Dietrich admits he felt pain as time passed and he missed out on all the things a typical teenager enjoys: prom, football, the excitement of graduation (“I missed everything but the wild stuff, I did some of that”). One day a co-worker encouraged him to consider going back to school.

Dietrich went to a local community college and asked to be admitted. When he said he had neither a high school diploma nor a GED certificate, they more or less laughed at him. He took the GED exam that day and much to the community college lady’s amazement, Dietrich passed it.

What most people didn’t know was that Dietrich, even after leaving school, was still reading voraciously.
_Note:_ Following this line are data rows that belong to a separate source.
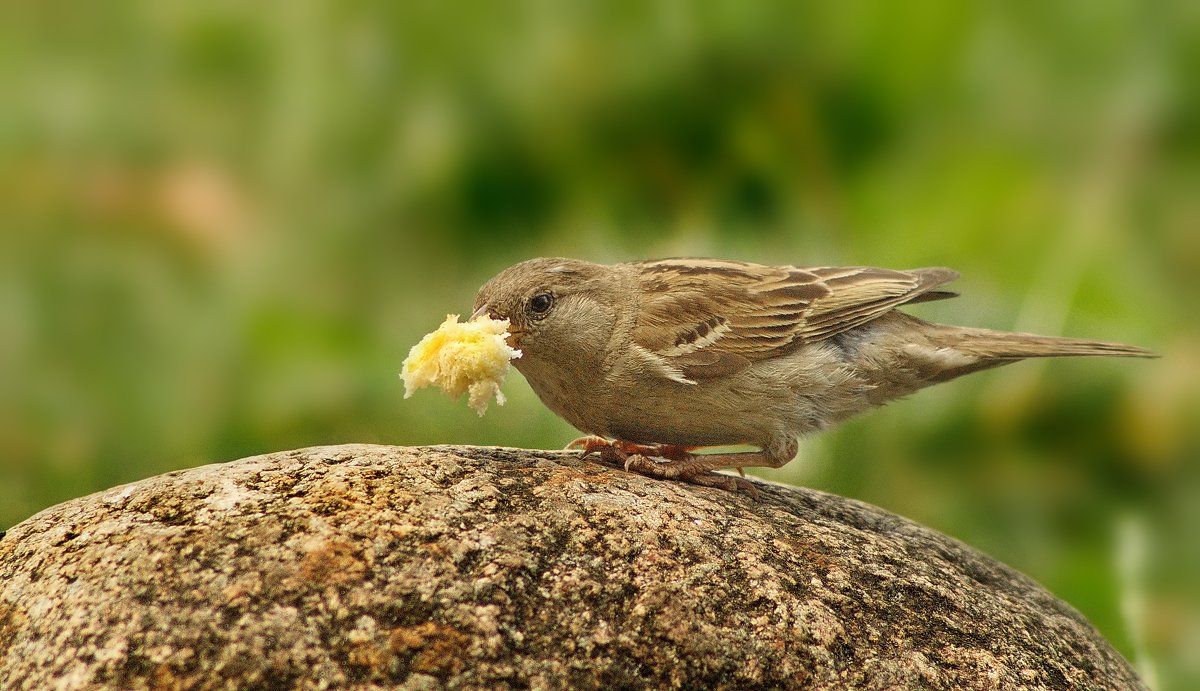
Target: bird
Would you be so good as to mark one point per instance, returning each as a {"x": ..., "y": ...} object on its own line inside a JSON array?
[{"x": 657, "y": 360}]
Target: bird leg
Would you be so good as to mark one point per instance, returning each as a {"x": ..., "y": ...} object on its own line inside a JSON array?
[
  {"x": 678, "y": 462},
  {"x": 600, "y": 445}
]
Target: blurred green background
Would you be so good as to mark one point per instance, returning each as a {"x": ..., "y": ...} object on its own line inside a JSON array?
[{"x": 222, "y": 226}]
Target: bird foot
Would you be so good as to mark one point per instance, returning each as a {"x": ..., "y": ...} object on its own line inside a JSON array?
[
  {"x": 593, "y": 444},
  {"x": 693, "y": 470},
  {"x": 678, "y": 463}
]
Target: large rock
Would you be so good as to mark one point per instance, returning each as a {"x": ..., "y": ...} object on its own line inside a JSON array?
[{"x": 480, "y": 568}]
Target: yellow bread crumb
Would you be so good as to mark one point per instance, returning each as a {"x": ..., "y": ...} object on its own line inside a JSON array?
[{"x": 469, "y": 356}]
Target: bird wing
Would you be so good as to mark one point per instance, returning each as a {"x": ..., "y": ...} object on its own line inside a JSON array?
[{"x": 706, "y": 318}]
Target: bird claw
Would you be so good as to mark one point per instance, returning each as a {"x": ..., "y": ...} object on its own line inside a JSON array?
[
  {"x": 678, "y": 463},
  {"x": 689, "y": 470}
]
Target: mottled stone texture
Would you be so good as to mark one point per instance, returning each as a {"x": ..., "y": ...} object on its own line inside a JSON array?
[{"x": 376, "y": 566}]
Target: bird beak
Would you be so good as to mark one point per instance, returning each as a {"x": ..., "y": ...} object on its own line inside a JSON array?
[{"x": 514, "y": 338}]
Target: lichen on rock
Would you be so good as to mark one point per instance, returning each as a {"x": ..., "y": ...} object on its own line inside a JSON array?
[{"x": 479, "y": 568}]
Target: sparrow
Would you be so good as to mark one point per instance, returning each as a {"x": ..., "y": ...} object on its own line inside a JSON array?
[{"x": 658, "y": 359}]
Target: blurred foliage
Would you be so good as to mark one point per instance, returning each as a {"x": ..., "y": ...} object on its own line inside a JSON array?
[{"x": 222, "y": 224}]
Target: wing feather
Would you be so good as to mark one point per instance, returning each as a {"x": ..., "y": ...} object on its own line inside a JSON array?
[{"x": 707, "y": 318}]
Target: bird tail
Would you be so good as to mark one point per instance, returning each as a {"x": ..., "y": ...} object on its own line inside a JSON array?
[
  {"x": 1013, "y": 346},
  {"x": 988, "y": 348}
]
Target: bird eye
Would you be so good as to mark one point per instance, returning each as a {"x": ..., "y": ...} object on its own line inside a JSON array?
[{"x": 541, "y": 302}]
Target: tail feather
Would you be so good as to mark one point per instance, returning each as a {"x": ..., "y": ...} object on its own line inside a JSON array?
[
  {"x": 991, "y": 344},
  {"x": 985, "y": 349}
]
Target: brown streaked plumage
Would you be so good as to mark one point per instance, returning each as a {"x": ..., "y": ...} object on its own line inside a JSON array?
[{"x": 670, "y": 355}]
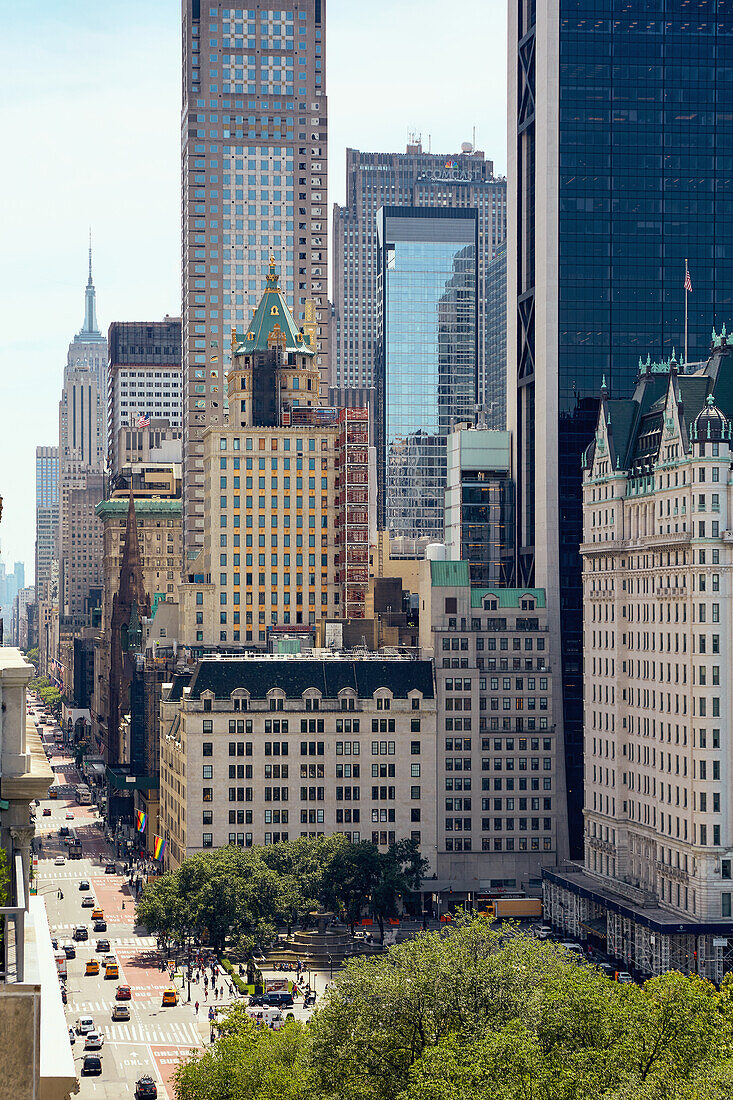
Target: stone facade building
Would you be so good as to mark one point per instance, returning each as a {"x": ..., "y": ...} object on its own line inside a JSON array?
[
  {"x": 656, "y": 882},
  {"x": 255, "y": 750},
  {"x": 500, "y": 777},
  {"x": 286, "y": 496}
]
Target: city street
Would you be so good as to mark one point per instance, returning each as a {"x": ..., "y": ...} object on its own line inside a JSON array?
[{"x": 155, "y": 1037}]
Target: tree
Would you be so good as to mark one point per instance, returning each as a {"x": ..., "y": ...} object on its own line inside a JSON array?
[{"x": 474, "y": 1015}]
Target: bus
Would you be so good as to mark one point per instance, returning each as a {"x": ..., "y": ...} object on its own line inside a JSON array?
[{"x": 73, "y": 845}]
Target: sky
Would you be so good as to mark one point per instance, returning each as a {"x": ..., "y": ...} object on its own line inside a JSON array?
[{"x": 90, "y": 124}]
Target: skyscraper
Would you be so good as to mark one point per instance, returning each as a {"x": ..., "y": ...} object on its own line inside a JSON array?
[
  {"x": 144, "y": 378},
  {"x": 616, "y": 124},
  {"x": 81, "y": 464},
  {"x": 427, "y": 332},
  {"x": 254, "y": 184},
  {"x": 46, "y": 518},
  {"x": 420, "y": 179}
]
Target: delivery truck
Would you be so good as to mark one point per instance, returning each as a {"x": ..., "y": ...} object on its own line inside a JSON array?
[{"x": 517, "y": 909}]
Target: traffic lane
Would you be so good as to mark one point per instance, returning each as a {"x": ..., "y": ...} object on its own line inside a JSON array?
[
  {"x": 142, "y": 968},
  {"x": 166, "y": 1059},
  {"x": 112, "y": 893}
]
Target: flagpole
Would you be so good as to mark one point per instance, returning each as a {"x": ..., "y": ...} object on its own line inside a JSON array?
[{"x": 686, "y": 296}]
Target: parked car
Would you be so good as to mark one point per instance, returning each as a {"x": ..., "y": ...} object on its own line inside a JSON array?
[
  {"x": 145, "y": 1088},
  {"x": 91, "y": 1066}
]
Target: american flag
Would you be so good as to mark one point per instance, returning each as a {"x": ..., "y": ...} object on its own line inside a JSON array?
[{"x": 688, "y": 281}]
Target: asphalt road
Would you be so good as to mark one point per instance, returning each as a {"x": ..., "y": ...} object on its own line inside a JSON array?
[{"x": 155, "y": 1037}]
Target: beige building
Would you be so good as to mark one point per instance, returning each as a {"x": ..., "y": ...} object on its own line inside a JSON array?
[
  {"x": 285, "y": 496},
  {"x": 500, "y": 776},
  {"x": 255, "y": 750},
  {"x": 656, "y": 886},
  {"x": 159, "y": 523},
  {"x": 37, "y": 1060}
]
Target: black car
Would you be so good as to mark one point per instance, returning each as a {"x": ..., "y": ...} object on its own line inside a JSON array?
[
  {"x": 279, "y": 999},
  {"x": 145, "y": 1089},
  {"x": 91, "y": 1065}
]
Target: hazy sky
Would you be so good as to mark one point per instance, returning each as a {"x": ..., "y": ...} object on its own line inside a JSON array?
[{"x": 90, "y": 124}]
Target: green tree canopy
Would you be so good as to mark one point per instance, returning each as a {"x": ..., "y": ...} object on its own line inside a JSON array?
[{"x": 471, "y": 1014}]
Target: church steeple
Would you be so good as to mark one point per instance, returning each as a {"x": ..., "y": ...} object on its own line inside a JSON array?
[{"x": 90, "y": 327}]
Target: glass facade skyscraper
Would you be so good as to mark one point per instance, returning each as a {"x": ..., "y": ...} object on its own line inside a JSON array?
[
  {"x": 620, "y": 157},
  {"x": 413, "y": 178},
  {"x": 427, "y": 332}
]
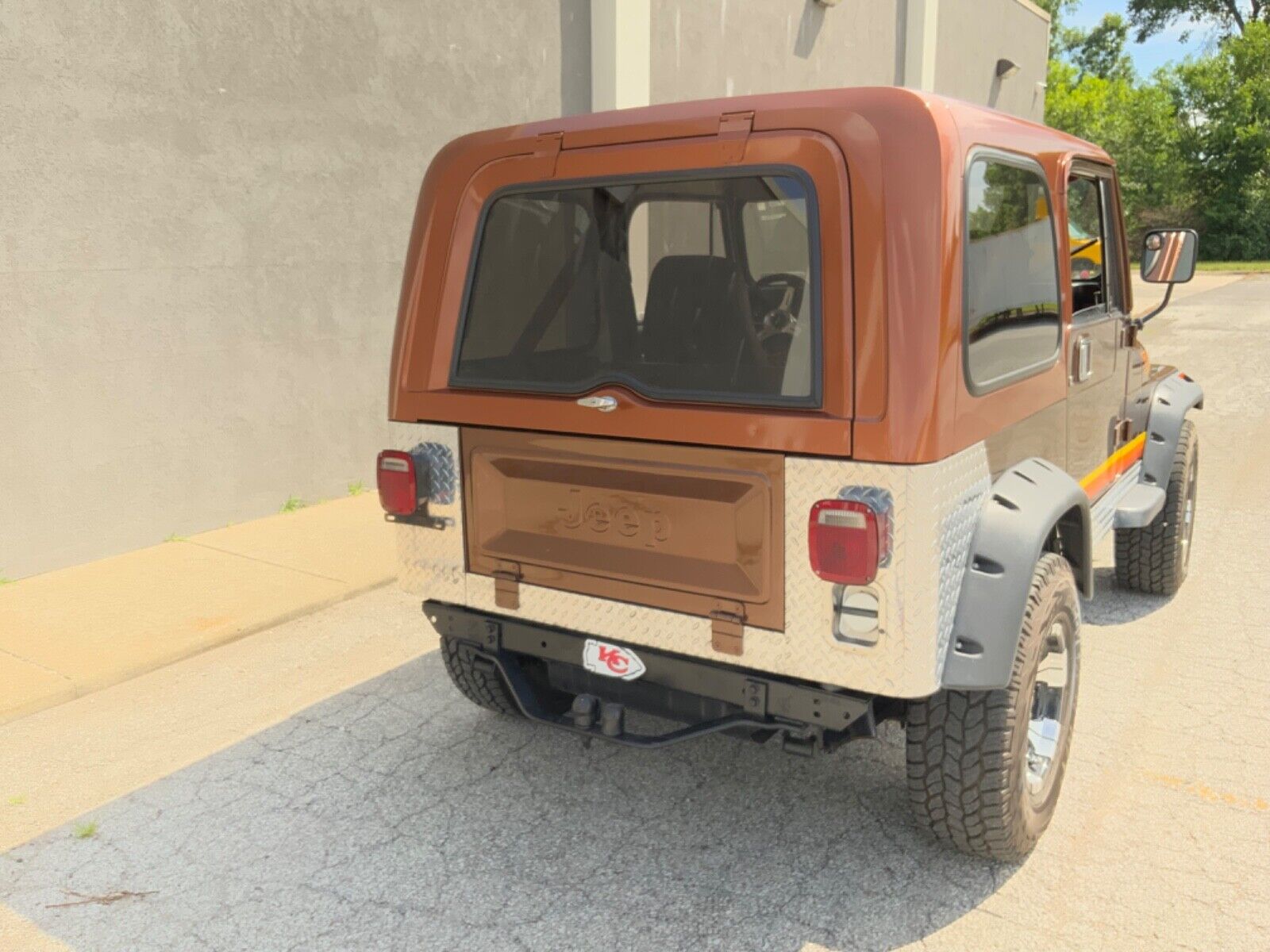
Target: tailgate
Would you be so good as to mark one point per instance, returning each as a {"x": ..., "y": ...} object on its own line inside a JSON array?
[{"x": 691, "y": 530}]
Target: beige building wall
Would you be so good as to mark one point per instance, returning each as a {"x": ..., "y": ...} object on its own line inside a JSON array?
[
  {"x": 203, "y": 217},
  {"x": 736, "y": 48},
  {"x": 973, "y": 35},
  {"x": 206, "y": 207}
]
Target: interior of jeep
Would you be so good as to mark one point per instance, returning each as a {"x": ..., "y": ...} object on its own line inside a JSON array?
[{"x": 683, "y": 290}]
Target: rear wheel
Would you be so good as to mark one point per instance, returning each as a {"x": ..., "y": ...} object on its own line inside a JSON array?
[
  {"x": 484, "y": 689},
  {"x": 984, "y": 767},
  {"x": 1155, "y": 559}
]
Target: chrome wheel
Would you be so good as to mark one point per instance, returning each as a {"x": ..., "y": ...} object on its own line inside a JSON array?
[{"x": 1047, "y": 721}]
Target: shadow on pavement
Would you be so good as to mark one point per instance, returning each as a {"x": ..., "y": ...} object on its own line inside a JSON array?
[
  {"x": 398, "y": 816},
  {"x": 1113, "y": 605}
]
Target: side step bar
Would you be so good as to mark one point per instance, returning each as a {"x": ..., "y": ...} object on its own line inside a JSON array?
[{"x": 806, "y": 715}]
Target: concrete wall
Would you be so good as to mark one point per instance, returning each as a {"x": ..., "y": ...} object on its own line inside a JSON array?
[
  {"x": 205, "y": 209},
  {"x": 205, "y": 213},
  {"x": 1015, "y": 29},
  {"x": 736, "y": 48},
  {"x": 733, "y": 48}
]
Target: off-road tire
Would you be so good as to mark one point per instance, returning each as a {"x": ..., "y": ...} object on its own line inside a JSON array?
[
  {"x": 484, "y": 689},
  {"x": 1155, "y": 558},
  {"x": 968, "y": 749}
]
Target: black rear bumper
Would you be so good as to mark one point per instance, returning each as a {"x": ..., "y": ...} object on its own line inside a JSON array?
[{"x": 543, "y": 666}]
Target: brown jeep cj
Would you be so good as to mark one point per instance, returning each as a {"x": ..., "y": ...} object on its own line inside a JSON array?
[{"x": 780, "y": 416}]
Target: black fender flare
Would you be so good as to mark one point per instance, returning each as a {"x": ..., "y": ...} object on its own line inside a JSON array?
[
  {"x": 1032, "y": 507},
  {"x": 1175, "y": 397}
]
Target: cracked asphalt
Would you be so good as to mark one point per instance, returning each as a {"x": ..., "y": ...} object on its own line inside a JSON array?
[{"x": 394, "y": 816}]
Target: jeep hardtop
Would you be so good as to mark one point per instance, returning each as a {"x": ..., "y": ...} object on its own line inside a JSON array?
[{"x": 784, "y": 416}]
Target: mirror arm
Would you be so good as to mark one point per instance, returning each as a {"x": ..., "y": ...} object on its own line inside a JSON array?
[{"x": 1140, "y": 321}]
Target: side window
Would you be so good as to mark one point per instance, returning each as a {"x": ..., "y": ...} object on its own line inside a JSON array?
[
  {"x": 1087, "y": 245},
  {"x": 1113, "y": 262},
  {"x": 775, "y": 232},
  {"x": 1011, "y": 274}
]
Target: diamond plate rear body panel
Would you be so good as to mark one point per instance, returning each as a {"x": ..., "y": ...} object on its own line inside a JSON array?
[{"x": 933, "y": 509}]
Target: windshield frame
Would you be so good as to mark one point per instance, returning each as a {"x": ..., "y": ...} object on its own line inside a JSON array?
[{"x": 814, "y": 400}]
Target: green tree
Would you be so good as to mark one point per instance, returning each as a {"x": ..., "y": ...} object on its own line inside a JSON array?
[
  {"x": 1151, "y": 17},
  {"x": 1223, "y": 106},
  {"x": 1137, "y": 125},
  {"x": 1100, "y": 52}
]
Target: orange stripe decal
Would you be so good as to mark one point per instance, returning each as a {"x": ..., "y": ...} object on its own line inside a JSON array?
[{"x": 1114, "y": 466}]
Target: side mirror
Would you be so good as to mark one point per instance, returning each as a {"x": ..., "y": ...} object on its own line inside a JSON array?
[{"x": 1168, "y": 255}]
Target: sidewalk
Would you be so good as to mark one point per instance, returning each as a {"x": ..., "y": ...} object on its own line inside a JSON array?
[{"x": 74, "y": 631}]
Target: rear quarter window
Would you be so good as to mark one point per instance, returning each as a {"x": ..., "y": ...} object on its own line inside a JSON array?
[{"x": 1011, "y": 324}]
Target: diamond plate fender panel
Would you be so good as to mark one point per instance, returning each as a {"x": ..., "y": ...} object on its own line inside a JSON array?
[{"x": 933, "y": 511}]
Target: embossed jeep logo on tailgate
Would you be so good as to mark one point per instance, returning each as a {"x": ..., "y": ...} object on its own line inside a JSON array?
[{"x": 605, "y": 514}]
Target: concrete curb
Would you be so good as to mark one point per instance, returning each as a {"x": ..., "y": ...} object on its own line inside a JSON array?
[{"x": 75, "y": 631}]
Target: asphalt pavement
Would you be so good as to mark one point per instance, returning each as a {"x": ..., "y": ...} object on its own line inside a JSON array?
[{"x": 394, "y": 816}]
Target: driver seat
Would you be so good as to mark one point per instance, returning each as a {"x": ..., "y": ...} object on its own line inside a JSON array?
[{"x": 698, "y": 313}]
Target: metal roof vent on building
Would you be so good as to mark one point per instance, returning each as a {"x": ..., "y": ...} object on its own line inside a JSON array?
[{"x": 1006, "y": 67}]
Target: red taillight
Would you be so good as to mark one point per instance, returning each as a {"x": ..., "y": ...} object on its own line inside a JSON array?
[
  {"x": 398, "y": 486},
  {"x": 844, "y": 541}
]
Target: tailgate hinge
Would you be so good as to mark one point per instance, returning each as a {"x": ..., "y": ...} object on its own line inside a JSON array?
[
  {"x": 548, "y": 149},
  {"x": 728, "y": 628},
  {"x": 507, "y": 587},
  {"x": 733, "y": 133}
]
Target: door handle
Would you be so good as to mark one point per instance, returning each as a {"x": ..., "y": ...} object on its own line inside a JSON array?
[{"x": 1083, "y": 359}]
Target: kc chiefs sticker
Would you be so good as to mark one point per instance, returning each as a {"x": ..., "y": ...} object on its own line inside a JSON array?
[{"x": 611, "y": 660}]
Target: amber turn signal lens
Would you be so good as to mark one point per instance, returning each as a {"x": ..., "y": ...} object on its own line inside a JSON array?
[
  {"x": 397, "y": 482},
  {"x": 842, "y": 541}
]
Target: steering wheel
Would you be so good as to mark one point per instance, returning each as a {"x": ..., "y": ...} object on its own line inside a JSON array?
[{"x": 781, "y": 319}]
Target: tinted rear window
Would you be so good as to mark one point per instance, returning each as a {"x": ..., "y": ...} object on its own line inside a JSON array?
[{"x": 687, "y": 290}]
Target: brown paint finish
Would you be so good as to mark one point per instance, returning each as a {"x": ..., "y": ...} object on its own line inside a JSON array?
[
  {"x": 691, "y": 530},
  {"x": 887, "y": 165}
]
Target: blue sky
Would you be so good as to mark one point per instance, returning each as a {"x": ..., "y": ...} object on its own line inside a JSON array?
[{"x": 1160, "y": 50}]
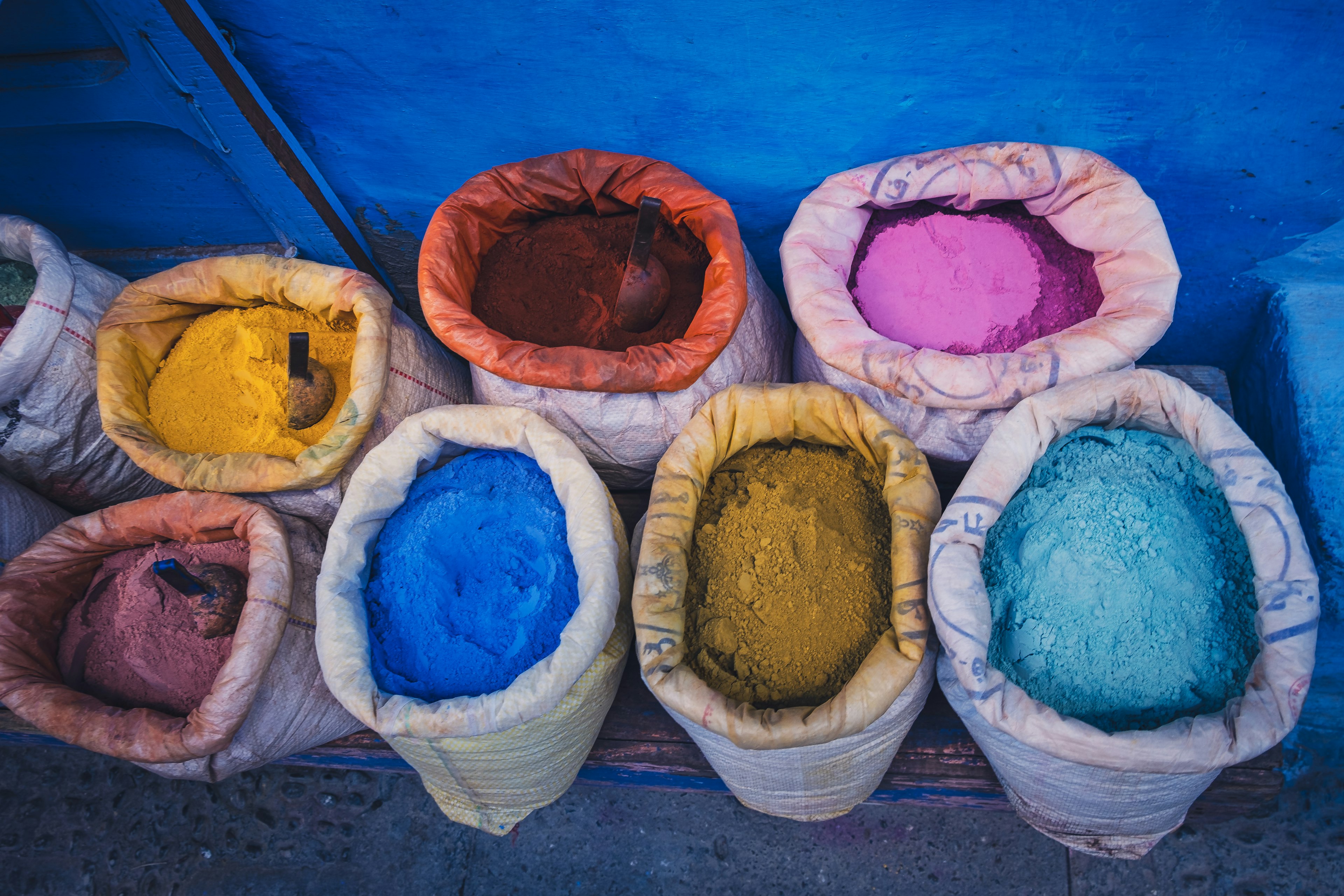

That a kindly librarian gave him stacks of books, mixing the adventure and western stories the boy loved with books on science, botany, history and other academic subjects.

“I was told I could get a good education from just reading,” Dietrich said.

Dietrich’s story of the mother who came faithfully to his college science class to sign the lessons to her deaf son—just as she did for all his classes—brought some tears to the eyes of his listeners.

His own mother, after initially turning into a recluse when his dad took his own life, “wore many uniforms over the years,” Dietrich said, from working in fast food to “throwing newspapers” with her son (“One time I pitched one so hard it broke a plate glass window. She did what any good mother would do in such a situation. She kept on driving”).

And she always believed in her son’s writing talents.

“One day she was reading Lewis Grizzard’s column in the paper . . .

and she told me, ‘I want you to write something like that about me one day,’” Dietrich said.

And one day he did. And a great deal more.

Mingled with his stories were country and gospel songs such as “I Believe in Love,” “In the Garden,” “Will the Circle Be Unbroken” and “Amazing Grace,” with some of his audience members softly singing along. After his performance, Dietrich stuck around to talk with fans, sign books and pose for photos.

“That was really, really good,” said Steve Norman of Greenville. “I read his blog every day. It’s just part of my morning, Sean and my cup of coffee.”

Another attendee, Leesa Massey of Honoraville, said she was excited she got to attend Sunday’s event. “I wanted to go to another performance of Sean’s but I had to work. And when I saw this was happening, I said, ‘I have GOT to go.’”

While she has some of his books on her Kindle, she got a paperback copy on Sunday with Dietrich’s autograph inside. “It’s nice to have a ‘real’ book signed for me,” Massey said with a smile.

Both Rebecca Duncan and Linda Johnson Daughtry, the co-hosts for the event, were pleased with the good turnout in spite of the somewhat blustery weather.

“I didn’t do a rain dance, I did a lot of praying the rain would hold off and it did,” Duncan said.

“This was just so much fun,” said Daughtry. “I am so glad everyone really seemed to enjoy it.”